Silver nanoparticles could block HIV transmission:
According to the Centers for Disease Control and Prevention, 1.1 million people in the U.S. are infected with the human immunodeficiency virus. But new research has detailed the creation of a cream that has proven effective against the transmission of infection in laboratory tests .
Previous research at the University of Texas, in collaboration with the University of Monterrey in Mexico , found that silver nanoparticles may be able to stop the transmission of the human immunodeficiency virus (HIV) .
Now, the research team used the results to create a vaginal cream that can block HIV transmission .
Lara Humberto Villegas , University of Monterrey and co -author of the study, says that HIV infects immune cells of its host, a protein called GP120 helps virus binding to cells.
He explains that the silver nanoparticles bind to the protein and block GP120 , which means that HIV can not infect immune cells.
Commenting on the creation , Lara Villegas says:
” Normally, the medicine used against the act of virus within the cell to prevent replication . This is a very different case , since the nanoparticle goes directly against HIV and no longer allows entry to the cell. ”
It is said that the cream has been tested in the laboratory using human tissue samples of cervical mucous membrane. It was found to effectively block HIV transmission .
Lara Villegas notes that the cream works in less than 1 minute after application and protects against transmission of the virus for up to 72 hours.
The researchers say that although the cream is for vaginal use , sexual partner also be protected against the virus.
The use of silver nanoparticles, the researchers created a vaginal cream that has proven effective in blocking HIV transmission .
However, Lara Villegas stressed that although there have been no negative side effects of silver nanoparticles so far, the team will conduct more research to be sure.
The next steps will be to test the cream on modified mice with human immune cells, before moving to clinical trials in humans.

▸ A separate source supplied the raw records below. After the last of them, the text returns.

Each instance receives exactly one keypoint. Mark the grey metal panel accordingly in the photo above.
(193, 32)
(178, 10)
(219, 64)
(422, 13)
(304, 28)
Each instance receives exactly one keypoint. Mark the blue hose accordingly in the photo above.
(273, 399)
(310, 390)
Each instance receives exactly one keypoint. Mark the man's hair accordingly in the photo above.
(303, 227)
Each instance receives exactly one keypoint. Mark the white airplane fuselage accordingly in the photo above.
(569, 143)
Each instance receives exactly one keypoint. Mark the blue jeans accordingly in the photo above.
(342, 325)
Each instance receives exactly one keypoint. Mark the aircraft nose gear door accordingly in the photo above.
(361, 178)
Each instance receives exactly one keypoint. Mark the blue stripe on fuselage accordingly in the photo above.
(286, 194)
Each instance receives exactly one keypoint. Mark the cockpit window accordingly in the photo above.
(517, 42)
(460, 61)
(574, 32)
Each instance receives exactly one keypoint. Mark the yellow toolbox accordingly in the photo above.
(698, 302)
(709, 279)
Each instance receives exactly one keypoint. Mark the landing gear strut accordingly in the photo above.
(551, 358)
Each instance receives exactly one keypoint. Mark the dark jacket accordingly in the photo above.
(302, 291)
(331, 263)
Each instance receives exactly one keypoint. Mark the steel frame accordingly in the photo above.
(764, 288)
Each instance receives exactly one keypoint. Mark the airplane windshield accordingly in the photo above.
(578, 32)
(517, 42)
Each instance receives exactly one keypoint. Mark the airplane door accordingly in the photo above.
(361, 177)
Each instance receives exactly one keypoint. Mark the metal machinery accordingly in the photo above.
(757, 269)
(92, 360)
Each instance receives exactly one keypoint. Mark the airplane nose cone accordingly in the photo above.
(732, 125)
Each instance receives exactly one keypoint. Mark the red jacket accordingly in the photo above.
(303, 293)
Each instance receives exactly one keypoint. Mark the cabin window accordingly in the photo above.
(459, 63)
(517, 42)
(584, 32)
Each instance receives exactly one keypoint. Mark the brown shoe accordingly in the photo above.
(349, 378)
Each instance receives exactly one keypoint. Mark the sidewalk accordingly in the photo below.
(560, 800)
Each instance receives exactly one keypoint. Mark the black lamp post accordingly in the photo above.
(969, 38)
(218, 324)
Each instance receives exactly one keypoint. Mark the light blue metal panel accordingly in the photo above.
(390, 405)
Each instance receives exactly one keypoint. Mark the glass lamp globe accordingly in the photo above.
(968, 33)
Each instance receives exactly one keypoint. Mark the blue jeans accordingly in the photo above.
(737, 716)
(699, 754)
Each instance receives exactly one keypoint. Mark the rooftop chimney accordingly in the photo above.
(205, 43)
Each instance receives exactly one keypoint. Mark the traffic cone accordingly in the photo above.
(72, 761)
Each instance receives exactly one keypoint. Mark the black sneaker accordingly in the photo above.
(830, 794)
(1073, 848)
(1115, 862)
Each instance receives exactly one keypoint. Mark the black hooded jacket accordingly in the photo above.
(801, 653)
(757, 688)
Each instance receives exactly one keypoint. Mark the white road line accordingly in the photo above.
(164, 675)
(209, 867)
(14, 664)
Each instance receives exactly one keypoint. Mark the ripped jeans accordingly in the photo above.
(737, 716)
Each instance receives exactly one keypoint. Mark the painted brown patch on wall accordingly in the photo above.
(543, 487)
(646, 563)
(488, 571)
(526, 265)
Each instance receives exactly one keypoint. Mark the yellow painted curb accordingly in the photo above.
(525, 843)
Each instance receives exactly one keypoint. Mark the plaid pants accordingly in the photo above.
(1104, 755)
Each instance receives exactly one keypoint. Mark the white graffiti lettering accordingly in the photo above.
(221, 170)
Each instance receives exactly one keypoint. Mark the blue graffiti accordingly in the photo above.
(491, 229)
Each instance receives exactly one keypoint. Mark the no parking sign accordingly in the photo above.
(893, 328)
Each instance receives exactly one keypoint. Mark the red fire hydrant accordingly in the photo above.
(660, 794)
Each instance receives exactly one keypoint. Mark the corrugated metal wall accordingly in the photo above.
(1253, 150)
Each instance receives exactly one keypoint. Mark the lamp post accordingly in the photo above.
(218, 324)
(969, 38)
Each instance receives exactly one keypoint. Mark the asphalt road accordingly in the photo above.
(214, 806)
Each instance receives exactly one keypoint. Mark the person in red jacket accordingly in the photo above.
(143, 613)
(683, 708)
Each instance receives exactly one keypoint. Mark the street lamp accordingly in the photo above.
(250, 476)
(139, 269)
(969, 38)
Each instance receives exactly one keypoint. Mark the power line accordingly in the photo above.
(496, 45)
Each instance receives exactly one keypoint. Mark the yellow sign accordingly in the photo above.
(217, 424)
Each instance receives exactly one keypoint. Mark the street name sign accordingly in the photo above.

The researchers note that the cream may also help protect against other sexually transmitted diseases such as human pappilloma virus ( HPV) which silver nanoparticles should be able to block this virus with the same process used to block infection HIV .
The team is also in the process of creating a diagnostic kit . The kit will do blood tests to predict whether a seropositive individual will respond to antiretroviral therapy.
They hope the kit will provide results within hours , and help doctors to ensure that their patients receive the best treatment for HIV.